Chennai, Nov. 5: Days after vociferously opposing and voting against the Bill to ban conversions, the Pattali Makkal Katchi (PMK) — a powerful votary of the OBC Vanniyars — appears to have gone on the backfoot to placate ally BJP.
The BJP’s state unit and other Sangh parivar outfits have slammed DMK leader M. Karunanidhi for his recent “anti-Hindu remarks”.
If the DMK-PMK coordination in the House along with the Congress against the conversion ban sought to sow the seeds of a fresh OBC-Dalits-minorities axis, a resolution passed by the PMK’s Chennai district unit here yesterday has taken political observers by surprise.
At the meeting attended by minister of state for railways A.K. Murthy, who is the PMK’s nominee in the Vajpayee Cabinet, the resolution adopted urged the state government to amend the law “in a manner that ensured adequate safeguards to the minorities and protected the Hindus interests at the same time”.
This is a climbdown from the party’s position that the anti-conversion law was unwarranted and should be rescinded. It was aimed at keeping the BJP in good humour.
BJP president Venkaiah Naidu and Union law minister Jana Krishnamurthi have endorsed the ban enforced by Jayalalithaa and stressed the need for a similar law in other states.
Political circles said that the PMK has much to gain by being in the Union ministry — after the late O.V. Alagesan of the Congress, A.K. Murthy is the first minister from Tamil Nadu in 37 years in the railways. He is on a development-spend spree, even suggesting a new railway line between Chennai and Pondicherry along the East Coast. The party would, therefore, not like to antagonise the BJP.
However, PMK president G.K.Mani told The Telegraph in Dharmapuri today that there was no change in the PMK’s stand that the new law prohibiting conversions by force or fraudulent means should be withdrawn. Mani had attended the district party unit meeting yesterday.

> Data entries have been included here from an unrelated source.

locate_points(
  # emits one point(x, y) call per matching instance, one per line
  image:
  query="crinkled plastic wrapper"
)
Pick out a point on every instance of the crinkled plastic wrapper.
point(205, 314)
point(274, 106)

Asserting that the PMK’s commitment to social justice implied ensuring the interests of the backward classes, the Dalits and the minorities, Mani said: “Down below, our district unit has only chosen a different language to say what we mean to say.” The PMK believed the law was “uncalled for” as it could polarise people on religious lines in Tamil Nadu where Periyar had fought for social justice.
“We at the leadership level speak firmly against the new law, but down below party cadre express the same thought in a different way,” Mani said, glossing over the fact that a call for amending the law was different from asking for the law to be “withdrawn”.
Mani denied political compulsions behind this semantic jugglery. “As a constituent of the BJP-led NDA, we only go by the national agenda for governance, but individual parties have their own stands on various issues,” he said.
Political observers say the PMK does not want to be identified with a hard line, unlike the DMK. The DMK received a drubbing at the hands of the BJP MLAs in the House during the debate on the Bill over Karunanidhi’s remark at a rally in Chennai that one of the meanings of the word “Hindu” was “thief”.
As the DMK and the BJP remain locked in a slanging match, it seems all but over between the two parties, a scenario the PMK wishes to avoid.